| Customer Reviews: Average Rating:  Rating : - Grotesque and bizarre horror thriller, a landmark in Fulci's filmography. Italian master filmaker in extreme gore and horror Lucio Fulci, experimented in this 1972 disturbing and tense "Giallo" thriller, a different aproach of collective fear, madness and religious censorship, a work that was actually his best effort before he turned his attention to atmospheric supernatural horror, zombie nauseous imagery and shocking graphic violence, in classics like "Zombi", "city of the living dead" or his all-time masterpiece "The beyond".
When several young boys are brutally massacred in a southern small italian village, the locals decide to take bloody justice in their own hands: Consumed by fear and ignorance, the supersticious villagers turn against the obvious suspects with violent rage, and weird misfits fall under the vicious attack of the linching mob. When the police is overwhelmed, a nosy reporter comes to town to investigate the murders, and soon became curious about a young priest and his influence over the villagers, who censors the reading to prevent the corruption of their souls. What continues was an unseen morbid tale of sexual desire and creepy explorations of moral values.
With the usual tight budget and time that 70's italian horror movies suffered from, Fulci accomplished a tense, disturbing and gruesome story that actually manages to turn the Italian rural provinces in a hellish scenario, with a cerebral and absorbing tale of superstition and ignorance, violence and revenge. The moody and dense photography of Sergio D'offizi transforms the beautiful italian landscapes into menacing spaces of despair, and the haunting and macabre music score of Riz Ortolani gets under the viewer's skin.
The most effective thriller scripted and directed by Fulci himself, never actually reached the status that deserved, but for fans of Fulci this is the most popular and frightening work. The threatening and creepy atmosphere involving the villager's superstition, religion and dark magic, adding to the macabre situations like the early highlight of a linching mob assasination sequence, the endless riddles of the tense story and the disturbing encounters with the gore imagery, was a serious demarcation of Fulci over the world of horror cinema: With the minimum resources, a great talented filmaker can create a whole universe of fear, thrills and chills.

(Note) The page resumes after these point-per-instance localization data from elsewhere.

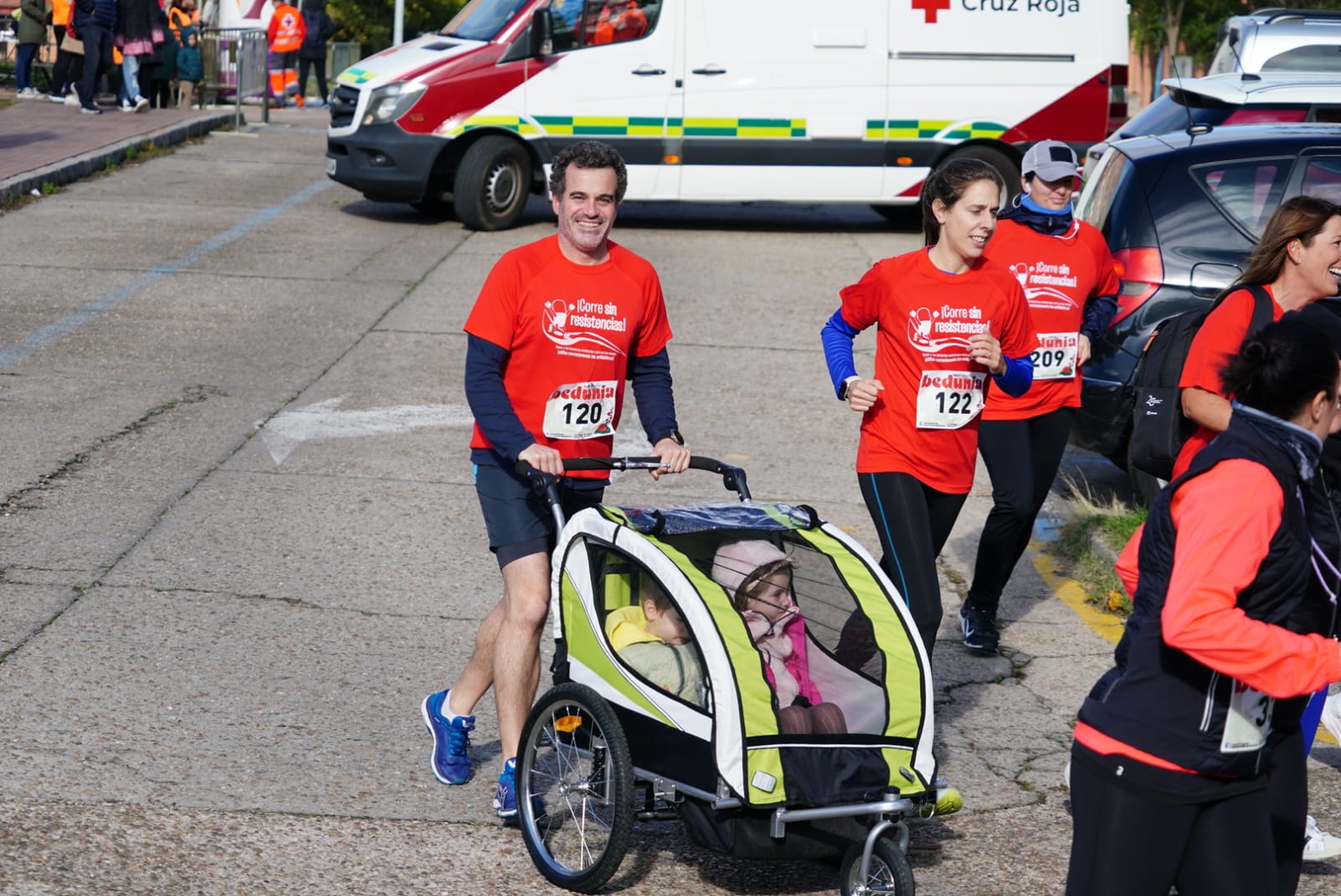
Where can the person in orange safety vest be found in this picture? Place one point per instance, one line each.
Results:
(286, 37)
(620, 22)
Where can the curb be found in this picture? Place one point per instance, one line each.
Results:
(80, 167)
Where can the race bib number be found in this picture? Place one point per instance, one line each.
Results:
(1247, 722)
(581, 411)
(949, 399)
(1056, 355)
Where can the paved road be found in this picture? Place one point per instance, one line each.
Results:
(239, 540)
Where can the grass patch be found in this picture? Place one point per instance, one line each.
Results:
(1090, 542)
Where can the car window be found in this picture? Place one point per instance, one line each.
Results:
(1097, 199)
(589, 23)
(1323, 179)
(1324, 57)
(1246, 191)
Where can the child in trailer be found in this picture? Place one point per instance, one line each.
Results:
(652, 639)
(757, 576)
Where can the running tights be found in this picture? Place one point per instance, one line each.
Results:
(1023, 458)
(914, 522)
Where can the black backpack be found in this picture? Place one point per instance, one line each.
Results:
(1159, 427)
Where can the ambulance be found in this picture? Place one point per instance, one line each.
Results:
(724, 101)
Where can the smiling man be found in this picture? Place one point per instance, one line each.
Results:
(558, 328)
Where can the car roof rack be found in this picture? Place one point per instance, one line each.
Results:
(1276, 13)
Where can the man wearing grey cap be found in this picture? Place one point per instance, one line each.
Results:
(1070, 285)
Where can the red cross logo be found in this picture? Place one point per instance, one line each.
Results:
(931, 8)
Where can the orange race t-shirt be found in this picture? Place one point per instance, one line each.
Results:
(569, 330)
(925, 420)
(1059, 274)
(1220, 335)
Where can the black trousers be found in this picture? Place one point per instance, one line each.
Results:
(1023, 458)
(1126, 845)
(912, 521)
(308, 65)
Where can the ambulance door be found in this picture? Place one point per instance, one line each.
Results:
(612, 78)
(778, 96)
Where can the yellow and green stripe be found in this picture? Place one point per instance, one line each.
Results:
(931, 129)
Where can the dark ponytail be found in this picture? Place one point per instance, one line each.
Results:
(949, 184)
(1281, 368)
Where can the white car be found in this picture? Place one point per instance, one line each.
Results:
(1278, 39)
(1233, 98)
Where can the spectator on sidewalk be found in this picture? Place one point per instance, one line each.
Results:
(94, 23)
(33, 34)
(191, 67)
(137, 33)
(62, 73)
(313, 53)
(163, 67)
(286, 33)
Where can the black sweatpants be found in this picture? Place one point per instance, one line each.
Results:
(1023, 458)
(912, 521)
(1126, 845)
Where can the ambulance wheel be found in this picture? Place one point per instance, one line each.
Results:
(888, 873)
(493, 184)
(574, 779)
(998, 160)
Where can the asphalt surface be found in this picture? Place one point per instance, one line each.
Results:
(239, 541)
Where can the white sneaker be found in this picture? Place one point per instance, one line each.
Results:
(1332, 715)
(1318, 845)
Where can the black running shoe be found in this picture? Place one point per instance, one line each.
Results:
(979, 629)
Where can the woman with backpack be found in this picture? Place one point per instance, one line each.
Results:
(1187, 764)
(1070, 285)
(1294, 263)
(313, 53)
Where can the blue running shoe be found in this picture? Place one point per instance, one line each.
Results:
(451, 739)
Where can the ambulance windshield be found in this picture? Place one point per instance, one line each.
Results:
(482, 19)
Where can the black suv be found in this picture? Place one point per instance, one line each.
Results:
(1180, 214)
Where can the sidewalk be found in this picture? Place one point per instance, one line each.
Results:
(46, 142)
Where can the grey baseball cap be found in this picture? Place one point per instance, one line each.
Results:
(1050, 160)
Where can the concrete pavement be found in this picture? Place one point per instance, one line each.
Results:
(214, 641)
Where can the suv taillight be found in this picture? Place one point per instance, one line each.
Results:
(1142, 272)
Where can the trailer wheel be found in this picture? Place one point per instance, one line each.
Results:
(493, 184)
(888, 875)
(998, 160)
(574, 781)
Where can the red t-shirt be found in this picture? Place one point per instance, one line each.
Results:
(925, 420)
(1059, 274)
(569, 330)
(1220, 335)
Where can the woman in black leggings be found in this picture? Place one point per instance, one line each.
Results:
(947, 321)
(1069, 281)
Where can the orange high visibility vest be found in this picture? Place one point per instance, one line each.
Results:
(286, 30)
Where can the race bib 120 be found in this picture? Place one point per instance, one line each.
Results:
(581, 411)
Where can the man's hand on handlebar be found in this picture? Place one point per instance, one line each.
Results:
(547, 460)
(675, 458)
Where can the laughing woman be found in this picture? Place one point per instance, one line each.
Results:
(950, 324)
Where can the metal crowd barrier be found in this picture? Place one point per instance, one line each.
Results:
(235, 69)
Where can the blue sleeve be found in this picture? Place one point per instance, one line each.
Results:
(1099, 314)
(652, 392)
(1018, 377)
(837, 335)
(484, 392)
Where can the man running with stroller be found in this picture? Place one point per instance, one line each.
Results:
(557, 329)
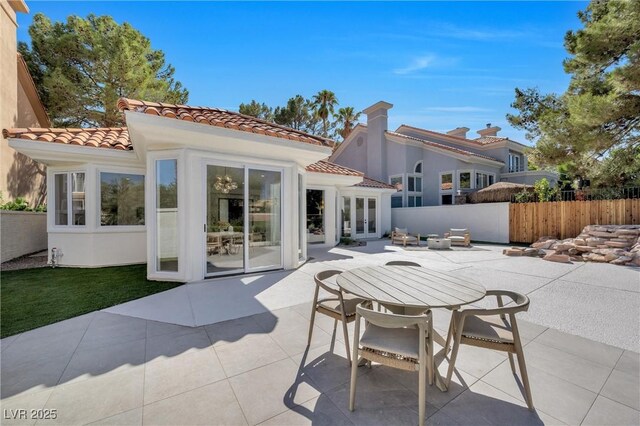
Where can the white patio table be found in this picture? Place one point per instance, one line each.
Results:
(411, 287)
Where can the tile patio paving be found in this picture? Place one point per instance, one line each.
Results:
(108, 368)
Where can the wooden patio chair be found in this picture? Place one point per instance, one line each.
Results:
(402, 236)
(339, 306)
(397, 341)
(489, 328)
(459, 237)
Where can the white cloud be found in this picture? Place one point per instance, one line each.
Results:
(458, 109)
(418, 64)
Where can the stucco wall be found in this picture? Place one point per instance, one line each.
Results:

George A. Romero's "Night of the living dead" was the most outstanding example of an "accidental" masterpiece that described with cheap effectiveness the very end of the world, with only few shots of outer lanscapes, an old house and amateur crew and extras, staged media reports on radio and tv, plastic special effects and great passion and imagination. Now, if Romero could do such a monumental achievement that changed the vision of horror cinema forever, Why the masters of the B-horror movie's style of the 70's, including the grade-A student Tobe Hoper with the milestone "The Texas chainsaw massacre", can't be considered genius as well?
The answer is obvious: Classic italian horror filmakers are the very school of flawed but astonishing achievements with less-than-much budget, but with a cappacity for creating surrealistic ambients and a weird abstraction of fear that borders dementia, an incredible talent that Romero himself wish he had. With all due respect.